(9/17/2014)
Our neighborhood book group has chosen "The Invention of Wings" by Sue Monk Kidd.
I majored in English Literature at Carnegie Mellon University, and, after receiving an M.Ed. from Lesley College in Cambridge, Massachusetts, taught Children's Literature and Reading in Massachusetts. I also taught both
reading and history in Bethesda, Maryland.
This book was not my choice, and I am having a difficult time reading it.
After I had come to the conclusion that the most bothersome factor was it was NOT written in the language of those times (as the books "A Gathering of Days" by BIos, and "Night Journeys" by Avi are), I pulled up an interview by BookBrowse with Ms. Monk Kidd and your interviewer states: "You have managed to capture the voice of that period .... You get the language of the day on paper." WHAT?

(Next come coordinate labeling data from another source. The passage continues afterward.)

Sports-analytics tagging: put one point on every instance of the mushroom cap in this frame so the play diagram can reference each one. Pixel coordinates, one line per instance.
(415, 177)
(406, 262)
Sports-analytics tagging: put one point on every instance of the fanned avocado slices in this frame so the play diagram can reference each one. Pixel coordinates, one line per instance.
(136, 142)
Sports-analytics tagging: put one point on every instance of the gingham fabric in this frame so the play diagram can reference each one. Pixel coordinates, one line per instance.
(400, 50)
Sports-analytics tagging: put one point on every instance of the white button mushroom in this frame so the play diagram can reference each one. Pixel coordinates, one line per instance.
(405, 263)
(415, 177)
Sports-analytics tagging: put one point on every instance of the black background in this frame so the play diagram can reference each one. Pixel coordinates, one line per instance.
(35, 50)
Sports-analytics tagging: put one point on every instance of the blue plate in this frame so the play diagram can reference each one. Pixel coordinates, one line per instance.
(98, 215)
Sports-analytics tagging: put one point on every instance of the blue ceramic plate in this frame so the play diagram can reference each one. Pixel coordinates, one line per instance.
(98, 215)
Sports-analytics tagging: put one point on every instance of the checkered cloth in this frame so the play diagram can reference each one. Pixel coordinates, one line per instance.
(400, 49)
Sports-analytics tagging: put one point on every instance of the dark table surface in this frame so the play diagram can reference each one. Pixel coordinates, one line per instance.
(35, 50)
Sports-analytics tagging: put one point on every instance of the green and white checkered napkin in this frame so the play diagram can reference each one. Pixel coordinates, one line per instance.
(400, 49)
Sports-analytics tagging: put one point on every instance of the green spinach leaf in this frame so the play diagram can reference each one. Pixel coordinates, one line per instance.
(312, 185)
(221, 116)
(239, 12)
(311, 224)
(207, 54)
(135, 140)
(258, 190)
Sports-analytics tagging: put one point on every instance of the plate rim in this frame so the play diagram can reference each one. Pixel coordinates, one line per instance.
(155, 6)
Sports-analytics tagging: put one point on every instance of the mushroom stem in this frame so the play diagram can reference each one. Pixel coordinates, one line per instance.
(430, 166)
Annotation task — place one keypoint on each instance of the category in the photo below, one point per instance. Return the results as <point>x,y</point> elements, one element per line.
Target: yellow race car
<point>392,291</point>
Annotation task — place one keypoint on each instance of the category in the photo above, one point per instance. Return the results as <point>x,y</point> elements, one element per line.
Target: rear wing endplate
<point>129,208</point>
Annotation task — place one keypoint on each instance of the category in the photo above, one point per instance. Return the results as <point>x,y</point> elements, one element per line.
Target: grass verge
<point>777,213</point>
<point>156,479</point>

The interview is revealing in that Ms. Monk Kidd does not even pretend to have written "in the language of the times" (which she says contained "rhetoric, piety, and stilted phrases" - even though that is accurate!), and cavalierly confesses to having "brought a modern sensibility to it" and to setting "her (Sarah) free to speak from a timeless place". She admits to having read the Grimke sisters' diaries, and to having rejected that way of writing! I would much rather read the slave narrative by Elizabeth Keckley, "Behind the Scenes". She was Mary Todd Lincoln's companion, and it is an authentic book.
My "Children's Literature" professor in graduate school was Dr. May Reinhardt, who has a Ph. D. from Harvard. If an author was to choose to write historical fiction, we learned (quite forcefully) he/she had the duty to write accurately. Fabrication lessened any value a book of that genre might have.
The sad thing is that when something like this enters the mass market, people who have no clue of historic events (many of which Monk Kidd fudges) or language, are convinced "this is how it was". It does both our history and the history of language a disservice.